Fotoğrafları çekerken filan karartmıyorlar, gerçek neyse onu gösteriyorlar.
Kampanyalarını da sevdim,
masalsı bir anlatımları var.
Dün projenin başkanlığını yürüten Yusuf Öztürkkan’la buluştum, bakın projeyi nasıl anlattı...

Haberin Devamı


Cezaevlerindeki 400 çocuk

İçerde çocuk var



Sizi tanıyalım...
-Mimar Sinan Güzel Sanatlar mezunuyum. Ev tekstili sektöründe faaliyet gösteren bir şirketim var. Babayım. Dünyanın en güzel şeyiymiş baba olmak. Biri kız diğeri erkek ikizlerim var. Baba olduktan sonra hayata başka türlü bakmaya başladım. Belki de cezaevlerinde büyüyen çocuklar bu yüzden de beni etkiledi...
Bu proje nasıl doğdu?
-Şöyle; bizim masa örtüsü üreten bir şirketimiz var. Bir gün dedik ki, “Neden içerideki kadın mahkûmlara mesleği öğretmeyelim?” Ve kolları sıvadık, Bakırköy Kadın Cezaevi’nde 40 kadın mahkûmun çalıştığı bir atölye kurduk. Hepsini teker teker eğittik. Sonuç muhteşem oldu, sigortalı oldular, para kazanmaya başladılar, en önemlisi üretmeye başladılar. İşte cezaevlerine gidip gelirken, ben bu miniklerle tanıştım. O zaman karar verdim...
Ve ne yaptınız?
-24 farklı sektörde çalışan arkadaşıma, “Var mısınız?” dedim, “Böyle bir proje başlatalım, içerideki 400 çocuk için kadın cezaevlerini iyileştirelim. İşe de tam donanımlı anaokulu yapmakla başlayalım...” O günden beri de projeyi, sevgili arkadaşım Sertaç Eliyürekli’yle birlikte eşbaşkan olarak yönetiyorum.
İnsanlara vermek istediğiniz mesaj ne?
-Öncelikle farkındalık.
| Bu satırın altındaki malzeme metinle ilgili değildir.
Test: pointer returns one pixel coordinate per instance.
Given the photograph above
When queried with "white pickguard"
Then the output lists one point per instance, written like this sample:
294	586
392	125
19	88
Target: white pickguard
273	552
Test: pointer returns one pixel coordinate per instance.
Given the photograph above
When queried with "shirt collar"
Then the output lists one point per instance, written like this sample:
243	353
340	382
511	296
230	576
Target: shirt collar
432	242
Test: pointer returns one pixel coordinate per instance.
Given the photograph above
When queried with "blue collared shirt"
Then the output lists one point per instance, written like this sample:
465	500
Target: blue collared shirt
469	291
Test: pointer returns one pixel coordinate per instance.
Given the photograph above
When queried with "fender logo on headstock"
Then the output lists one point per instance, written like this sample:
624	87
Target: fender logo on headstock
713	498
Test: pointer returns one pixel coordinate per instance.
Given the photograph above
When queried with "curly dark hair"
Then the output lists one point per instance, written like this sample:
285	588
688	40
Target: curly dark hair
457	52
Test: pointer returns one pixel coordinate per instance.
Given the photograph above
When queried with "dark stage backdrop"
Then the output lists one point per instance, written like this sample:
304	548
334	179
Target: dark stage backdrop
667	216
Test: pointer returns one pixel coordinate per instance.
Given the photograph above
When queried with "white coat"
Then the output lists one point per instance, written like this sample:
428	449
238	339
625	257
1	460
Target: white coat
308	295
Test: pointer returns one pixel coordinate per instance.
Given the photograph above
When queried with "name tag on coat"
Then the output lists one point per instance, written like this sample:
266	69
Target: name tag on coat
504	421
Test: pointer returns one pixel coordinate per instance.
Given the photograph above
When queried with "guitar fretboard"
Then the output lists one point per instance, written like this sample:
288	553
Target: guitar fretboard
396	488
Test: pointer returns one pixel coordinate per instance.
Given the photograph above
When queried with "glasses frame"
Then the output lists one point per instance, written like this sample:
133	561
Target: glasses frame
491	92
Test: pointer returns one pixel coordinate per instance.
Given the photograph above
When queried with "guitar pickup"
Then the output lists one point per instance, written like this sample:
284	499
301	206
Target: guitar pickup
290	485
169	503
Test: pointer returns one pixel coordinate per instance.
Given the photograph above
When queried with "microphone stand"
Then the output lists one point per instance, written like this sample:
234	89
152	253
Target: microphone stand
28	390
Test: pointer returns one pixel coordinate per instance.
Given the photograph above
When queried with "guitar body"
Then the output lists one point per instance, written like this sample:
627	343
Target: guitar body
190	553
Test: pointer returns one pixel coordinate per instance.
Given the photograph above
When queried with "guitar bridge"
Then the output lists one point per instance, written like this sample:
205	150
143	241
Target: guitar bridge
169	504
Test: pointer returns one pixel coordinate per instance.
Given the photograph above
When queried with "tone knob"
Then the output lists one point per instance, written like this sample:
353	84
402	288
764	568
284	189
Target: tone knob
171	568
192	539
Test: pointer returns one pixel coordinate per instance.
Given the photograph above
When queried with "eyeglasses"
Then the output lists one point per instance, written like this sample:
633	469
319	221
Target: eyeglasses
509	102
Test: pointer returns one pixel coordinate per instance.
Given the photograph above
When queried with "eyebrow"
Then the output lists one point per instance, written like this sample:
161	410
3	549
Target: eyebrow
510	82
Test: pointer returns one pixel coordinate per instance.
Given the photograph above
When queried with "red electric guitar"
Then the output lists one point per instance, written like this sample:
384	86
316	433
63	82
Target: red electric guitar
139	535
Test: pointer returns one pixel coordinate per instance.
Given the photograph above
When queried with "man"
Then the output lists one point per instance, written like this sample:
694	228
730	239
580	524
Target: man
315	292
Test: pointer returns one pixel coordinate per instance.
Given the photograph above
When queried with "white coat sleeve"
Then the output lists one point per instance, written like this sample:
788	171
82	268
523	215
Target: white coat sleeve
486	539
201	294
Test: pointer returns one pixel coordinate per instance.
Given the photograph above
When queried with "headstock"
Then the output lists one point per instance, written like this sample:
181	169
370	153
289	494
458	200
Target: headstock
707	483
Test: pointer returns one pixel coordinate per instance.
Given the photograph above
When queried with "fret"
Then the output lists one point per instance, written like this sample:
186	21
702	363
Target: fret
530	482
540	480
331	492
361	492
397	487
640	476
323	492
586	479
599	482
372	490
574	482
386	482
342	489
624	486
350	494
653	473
Çoğu insan cezaevlerinde anneleriyle birlikte yaşayan çocukların varlığından bile haberdar değil. Nerede yaşarsa yaşasın, her çocuğun özgür yaşama hakkı var. Onlara fırsat eşitliği sağlamak, annelerin, babaların ve devletin temel amacı olmalı. Kendi istemleri dışında maruz kaldıkları şartların iyileştirilmesi hepimizin sorumluluğu...
Sizi kişisel olarak bu projede en çok ne etkiliyor?
-Bu çocukların anne ve babalarının kaderine ortak olmaları... Bir insanın kişiliğinin oluştuğu, hayatının en önemli ilk 6 yılında, her gün suratlarına kapanan koca bir kapının ardında büyümeleri... Her ne kadar bunun onların hayatındaki bir gerçeklik olduğunu bilsem de, benim canımı acıtıyor ve haksızlık gibi geliyor. O yüzden de hepimiz canla başla bu proje için çalışıyoruz...

Haberin Devamı


CEZAEVİNDE ÇOCUKLAR EN TRAVMATİZE GRUP

Çocuklar, anneleriyle aynı koğuşta ve tabii diğer mahkûmlarla birlikte yaşıyorlar. Güvenlik sebebiyle yumuşak oyuncaklar dışında koğuşta oyuncak bulunması yasak. Koğuş ortamı, insanların geç uyandığı, geç yattığı, farklı düzenlerde yaşadıkları bir ortam. Tahmin edeceğiniz gibi 0-6 yaş bir çocuğun büyümesine elverişli bir yer değil. Bu yüzdendir ki psikolojide, cezaevlerinde yaşayan çocukların en travmatize gruplardan biri olduğu kabul ediliyor.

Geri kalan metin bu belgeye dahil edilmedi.